In November 1957, at the height of the Cold War, Russian author Boris Pasternak published one of the most important novels of the 20th Century, Doctor Zhivago. While the novel was banned in the Soviet Union, the CIA believed that it was so important to get the novel behind the Iron Curtain that it published copies itself.
According to The Washington Post, the idea was suggested by British authorities and Washington agreed. In a memo to branch chiefs in the USSR, the CIA said Pasternak’s epic romance had “great propaganda value, not only for its intrinsic message and thought-provoking nature, but also for the circumstances of its publication.”
They believed that the history of Pasternak’s journey to get it published in the first place would help Russians realize how their government was stifling one of their own literary geniuses. Pasternak had the book published first in Italian in Italy before it became a worldwide phenomenon.

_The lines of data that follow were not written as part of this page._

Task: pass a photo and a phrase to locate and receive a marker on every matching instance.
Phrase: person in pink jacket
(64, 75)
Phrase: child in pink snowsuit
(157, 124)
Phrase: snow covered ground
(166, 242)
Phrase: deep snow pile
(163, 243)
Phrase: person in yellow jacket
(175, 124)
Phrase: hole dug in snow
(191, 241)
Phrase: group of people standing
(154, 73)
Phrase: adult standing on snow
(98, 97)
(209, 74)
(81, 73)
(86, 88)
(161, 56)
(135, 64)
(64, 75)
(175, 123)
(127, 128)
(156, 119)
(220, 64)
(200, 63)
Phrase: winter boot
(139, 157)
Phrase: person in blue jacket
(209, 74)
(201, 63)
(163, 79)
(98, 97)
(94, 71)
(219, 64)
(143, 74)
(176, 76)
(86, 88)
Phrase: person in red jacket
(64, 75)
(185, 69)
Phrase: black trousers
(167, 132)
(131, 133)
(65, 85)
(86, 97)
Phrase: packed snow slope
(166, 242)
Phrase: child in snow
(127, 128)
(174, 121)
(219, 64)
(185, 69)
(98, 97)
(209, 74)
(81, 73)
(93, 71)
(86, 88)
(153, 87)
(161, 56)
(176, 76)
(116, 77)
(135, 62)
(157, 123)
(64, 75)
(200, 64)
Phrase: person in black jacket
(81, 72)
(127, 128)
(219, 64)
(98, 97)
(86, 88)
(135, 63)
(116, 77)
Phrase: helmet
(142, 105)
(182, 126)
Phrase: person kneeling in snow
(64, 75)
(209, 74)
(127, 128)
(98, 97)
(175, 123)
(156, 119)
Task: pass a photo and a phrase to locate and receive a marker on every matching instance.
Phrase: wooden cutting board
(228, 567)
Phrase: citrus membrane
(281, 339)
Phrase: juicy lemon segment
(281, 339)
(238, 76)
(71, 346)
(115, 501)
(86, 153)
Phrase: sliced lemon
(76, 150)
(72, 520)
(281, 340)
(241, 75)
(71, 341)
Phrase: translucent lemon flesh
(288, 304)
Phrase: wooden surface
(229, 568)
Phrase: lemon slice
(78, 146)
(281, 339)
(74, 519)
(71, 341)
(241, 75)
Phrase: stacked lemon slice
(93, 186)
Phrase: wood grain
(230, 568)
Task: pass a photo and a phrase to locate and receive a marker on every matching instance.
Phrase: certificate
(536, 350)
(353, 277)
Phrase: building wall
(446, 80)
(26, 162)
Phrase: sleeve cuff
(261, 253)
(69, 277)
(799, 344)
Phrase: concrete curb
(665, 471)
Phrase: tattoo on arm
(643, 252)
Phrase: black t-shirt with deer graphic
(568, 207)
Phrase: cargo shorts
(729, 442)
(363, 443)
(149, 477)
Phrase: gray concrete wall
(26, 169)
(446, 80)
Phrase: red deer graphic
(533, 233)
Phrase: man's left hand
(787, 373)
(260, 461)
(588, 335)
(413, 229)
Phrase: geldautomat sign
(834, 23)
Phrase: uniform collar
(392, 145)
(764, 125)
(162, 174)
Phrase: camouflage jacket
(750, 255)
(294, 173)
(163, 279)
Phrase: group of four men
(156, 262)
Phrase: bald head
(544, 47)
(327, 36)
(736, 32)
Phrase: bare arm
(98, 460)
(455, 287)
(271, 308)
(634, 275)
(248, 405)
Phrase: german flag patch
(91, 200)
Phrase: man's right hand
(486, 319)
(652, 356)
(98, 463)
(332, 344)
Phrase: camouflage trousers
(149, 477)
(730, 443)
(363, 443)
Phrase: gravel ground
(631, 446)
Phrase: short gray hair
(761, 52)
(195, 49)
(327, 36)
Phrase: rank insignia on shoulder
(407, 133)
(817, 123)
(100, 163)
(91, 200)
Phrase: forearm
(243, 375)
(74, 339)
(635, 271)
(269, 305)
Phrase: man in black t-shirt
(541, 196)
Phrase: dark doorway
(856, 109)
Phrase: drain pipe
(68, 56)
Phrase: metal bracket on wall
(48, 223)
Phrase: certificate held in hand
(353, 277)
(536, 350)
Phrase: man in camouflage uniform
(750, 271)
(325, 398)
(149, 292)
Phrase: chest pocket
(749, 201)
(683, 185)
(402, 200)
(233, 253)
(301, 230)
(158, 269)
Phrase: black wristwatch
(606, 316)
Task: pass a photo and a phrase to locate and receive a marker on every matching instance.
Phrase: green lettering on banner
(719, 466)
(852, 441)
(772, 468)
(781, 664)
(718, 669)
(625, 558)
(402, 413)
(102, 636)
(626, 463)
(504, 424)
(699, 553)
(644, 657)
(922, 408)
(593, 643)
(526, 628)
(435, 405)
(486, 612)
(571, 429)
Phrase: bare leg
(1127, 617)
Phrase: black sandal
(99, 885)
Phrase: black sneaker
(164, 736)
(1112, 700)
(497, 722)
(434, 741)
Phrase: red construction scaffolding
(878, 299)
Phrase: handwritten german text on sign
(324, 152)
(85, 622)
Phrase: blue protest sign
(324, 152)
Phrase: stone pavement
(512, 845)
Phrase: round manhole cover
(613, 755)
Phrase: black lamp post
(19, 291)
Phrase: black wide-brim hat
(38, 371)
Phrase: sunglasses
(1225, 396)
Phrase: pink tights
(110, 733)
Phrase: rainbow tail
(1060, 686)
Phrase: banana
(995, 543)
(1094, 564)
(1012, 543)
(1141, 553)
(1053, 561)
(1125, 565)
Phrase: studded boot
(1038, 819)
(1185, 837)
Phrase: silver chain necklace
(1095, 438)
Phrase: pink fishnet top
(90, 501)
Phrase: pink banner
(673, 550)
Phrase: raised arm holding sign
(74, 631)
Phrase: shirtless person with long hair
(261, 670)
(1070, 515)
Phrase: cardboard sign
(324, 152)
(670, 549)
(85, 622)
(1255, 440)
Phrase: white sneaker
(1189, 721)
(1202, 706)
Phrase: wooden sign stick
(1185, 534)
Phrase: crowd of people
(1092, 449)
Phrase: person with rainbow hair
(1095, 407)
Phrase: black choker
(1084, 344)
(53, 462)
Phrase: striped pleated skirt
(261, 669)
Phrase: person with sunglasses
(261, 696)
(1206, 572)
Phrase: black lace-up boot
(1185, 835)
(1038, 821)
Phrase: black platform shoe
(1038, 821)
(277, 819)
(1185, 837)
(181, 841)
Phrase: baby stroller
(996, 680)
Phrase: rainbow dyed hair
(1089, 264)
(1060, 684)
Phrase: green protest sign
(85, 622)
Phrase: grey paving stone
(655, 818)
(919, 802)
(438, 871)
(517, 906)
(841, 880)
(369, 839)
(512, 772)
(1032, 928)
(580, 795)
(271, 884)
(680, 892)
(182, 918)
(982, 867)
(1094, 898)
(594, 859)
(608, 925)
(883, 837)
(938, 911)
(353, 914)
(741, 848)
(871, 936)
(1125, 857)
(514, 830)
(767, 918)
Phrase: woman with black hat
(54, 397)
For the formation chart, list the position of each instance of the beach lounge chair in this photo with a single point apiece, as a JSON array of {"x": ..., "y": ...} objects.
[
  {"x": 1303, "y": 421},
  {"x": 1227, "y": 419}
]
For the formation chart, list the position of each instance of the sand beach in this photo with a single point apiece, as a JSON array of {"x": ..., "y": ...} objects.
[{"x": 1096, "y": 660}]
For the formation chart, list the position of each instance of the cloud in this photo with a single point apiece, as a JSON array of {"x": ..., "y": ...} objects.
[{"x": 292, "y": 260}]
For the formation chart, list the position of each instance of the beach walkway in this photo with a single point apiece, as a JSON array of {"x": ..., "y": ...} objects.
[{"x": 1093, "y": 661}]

As USA Today points out, the CIA then decided to publish t the book in Russian, first in the Netherlands. From there, they transported copies of the book throughout Western Europe.
Pasternak ended up winning the Nobel Prize in Literature and the story also lives on in David Lean’s 1965 film, which starred Julie Christie and Omar Sharif.
The CIA papers were declassified and made available for the authors of The Zhivago Affair, which traces the book’s journey. It will be published on June 17.